Recently I dreamed that I was with a woman who was giving birth. I and the other women present were encouraging her as she worked when suddenly the thought came to me “just a head”. Next, I looked at the birthing woman lying naked on her side, bearing down one last time as the baby crowned. With one final push, the baby’s head emerged–and dropped to the floor. Silence befell the room. And there, in the stillness, a miracle occurred. The baby’s body appeared, united with its discontinuous head. Then I awoke.
I knew the dream was symbolic. I’ve been hearing a voice sometimes while dreaming that says “This is important! Remember this!” However, I don’t usually wake up enough to write down my dreams and they’re lost by morning. But this dream happened just before I woke for the day, and I knew instantly that it had deep meaning. I pondered it for about a week, analyzing the possible symbolism. What does birthing represent? What can a headless baby possibly mean? What about the body appearing?

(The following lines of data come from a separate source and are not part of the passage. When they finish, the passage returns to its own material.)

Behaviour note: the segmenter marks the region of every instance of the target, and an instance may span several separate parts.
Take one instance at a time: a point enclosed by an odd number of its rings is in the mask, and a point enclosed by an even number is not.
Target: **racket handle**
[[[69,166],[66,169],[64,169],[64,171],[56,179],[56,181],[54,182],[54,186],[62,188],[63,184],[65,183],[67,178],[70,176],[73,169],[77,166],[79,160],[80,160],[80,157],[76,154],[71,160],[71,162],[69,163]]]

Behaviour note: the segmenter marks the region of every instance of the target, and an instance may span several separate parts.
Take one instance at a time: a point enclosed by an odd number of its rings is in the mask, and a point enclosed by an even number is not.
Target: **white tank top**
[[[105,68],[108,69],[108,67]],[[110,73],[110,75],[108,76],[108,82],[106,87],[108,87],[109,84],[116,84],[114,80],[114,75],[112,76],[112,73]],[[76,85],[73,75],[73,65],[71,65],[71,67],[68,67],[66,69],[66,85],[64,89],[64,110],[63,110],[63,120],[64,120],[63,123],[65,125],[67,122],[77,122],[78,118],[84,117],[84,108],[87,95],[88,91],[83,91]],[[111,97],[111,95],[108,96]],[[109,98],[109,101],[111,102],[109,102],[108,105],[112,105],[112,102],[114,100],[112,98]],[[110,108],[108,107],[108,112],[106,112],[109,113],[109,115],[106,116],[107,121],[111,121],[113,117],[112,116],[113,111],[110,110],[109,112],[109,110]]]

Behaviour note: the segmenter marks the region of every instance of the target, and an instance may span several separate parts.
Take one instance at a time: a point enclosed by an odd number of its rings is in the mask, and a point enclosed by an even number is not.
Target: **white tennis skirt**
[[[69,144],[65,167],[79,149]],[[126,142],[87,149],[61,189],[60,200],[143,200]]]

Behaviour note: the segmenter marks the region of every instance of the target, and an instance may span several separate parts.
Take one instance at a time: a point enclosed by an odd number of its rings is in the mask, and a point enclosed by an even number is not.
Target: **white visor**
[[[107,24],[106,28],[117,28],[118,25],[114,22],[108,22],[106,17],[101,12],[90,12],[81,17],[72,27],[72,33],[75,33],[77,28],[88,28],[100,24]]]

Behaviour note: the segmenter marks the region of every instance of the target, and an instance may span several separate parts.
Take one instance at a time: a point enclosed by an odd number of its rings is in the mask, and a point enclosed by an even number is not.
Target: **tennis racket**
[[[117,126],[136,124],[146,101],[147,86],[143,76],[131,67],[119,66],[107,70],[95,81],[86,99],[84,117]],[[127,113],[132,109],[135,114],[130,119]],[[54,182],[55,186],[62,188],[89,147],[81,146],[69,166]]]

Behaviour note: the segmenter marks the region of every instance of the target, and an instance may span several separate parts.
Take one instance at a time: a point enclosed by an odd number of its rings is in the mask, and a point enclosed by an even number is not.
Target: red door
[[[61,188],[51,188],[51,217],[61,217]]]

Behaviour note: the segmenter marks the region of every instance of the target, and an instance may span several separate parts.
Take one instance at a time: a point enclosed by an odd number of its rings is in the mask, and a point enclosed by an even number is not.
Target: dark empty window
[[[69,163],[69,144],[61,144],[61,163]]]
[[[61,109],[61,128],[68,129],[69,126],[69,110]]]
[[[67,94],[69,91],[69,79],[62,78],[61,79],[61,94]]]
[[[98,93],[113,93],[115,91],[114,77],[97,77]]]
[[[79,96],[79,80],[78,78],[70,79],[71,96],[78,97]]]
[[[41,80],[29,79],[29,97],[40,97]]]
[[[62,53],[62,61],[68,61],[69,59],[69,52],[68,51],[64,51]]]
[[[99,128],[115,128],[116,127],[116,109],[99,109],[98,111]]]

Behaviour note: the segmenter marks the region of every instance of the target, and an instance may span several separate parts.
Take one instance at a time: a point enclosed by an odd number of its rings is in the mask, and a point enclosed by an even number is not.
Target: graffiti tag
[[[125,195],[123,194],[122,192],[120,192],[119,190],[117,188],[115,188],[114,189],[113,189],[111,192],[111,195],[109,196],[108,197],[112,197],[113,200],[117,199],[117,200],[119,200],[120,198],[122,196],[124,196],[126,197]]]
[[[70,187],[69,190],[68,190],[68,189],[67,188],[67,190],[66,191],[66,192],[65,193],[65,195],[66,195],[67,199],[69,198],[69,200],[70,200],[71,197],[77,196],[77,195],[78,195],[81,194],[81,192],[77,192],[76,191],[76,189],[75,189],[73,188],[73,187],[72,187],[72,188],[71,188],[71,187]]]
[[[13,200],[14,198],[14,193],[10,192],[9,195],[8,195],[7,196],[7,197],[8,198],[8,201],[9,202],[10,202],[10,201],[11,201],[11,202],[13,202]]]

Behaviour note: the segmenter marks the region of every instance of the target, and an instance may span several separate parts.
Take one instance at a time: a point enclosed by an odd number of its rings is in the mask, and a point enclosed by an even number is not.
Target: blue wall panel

I started thinking about my life for the past few years, especially this whirlwind year: my growth, my soul expansion, my dreams, my goals, my blocks. And suddenly it came to me. The birthing woman was ME, laboring to bring forth my own truth, my authentic existence to the world. and just when I get to the moment of truth, the final moment when my labor of love is born into the world, it’s decapitated, lopped off by my fears, insecurities, distractions from the goal, feelings of unworthiness. Despite all my hard work, there my dream rolls around, lifeless on the floor. But in this dream, the body materializes and reconnects with its head. The dream is made whole again, the labor complete, the need for mourning averted. This is my message — the time is here for me to throw off fear, to reconnect my head to my body (which contains my heart), to go forth and do that which I am called to do.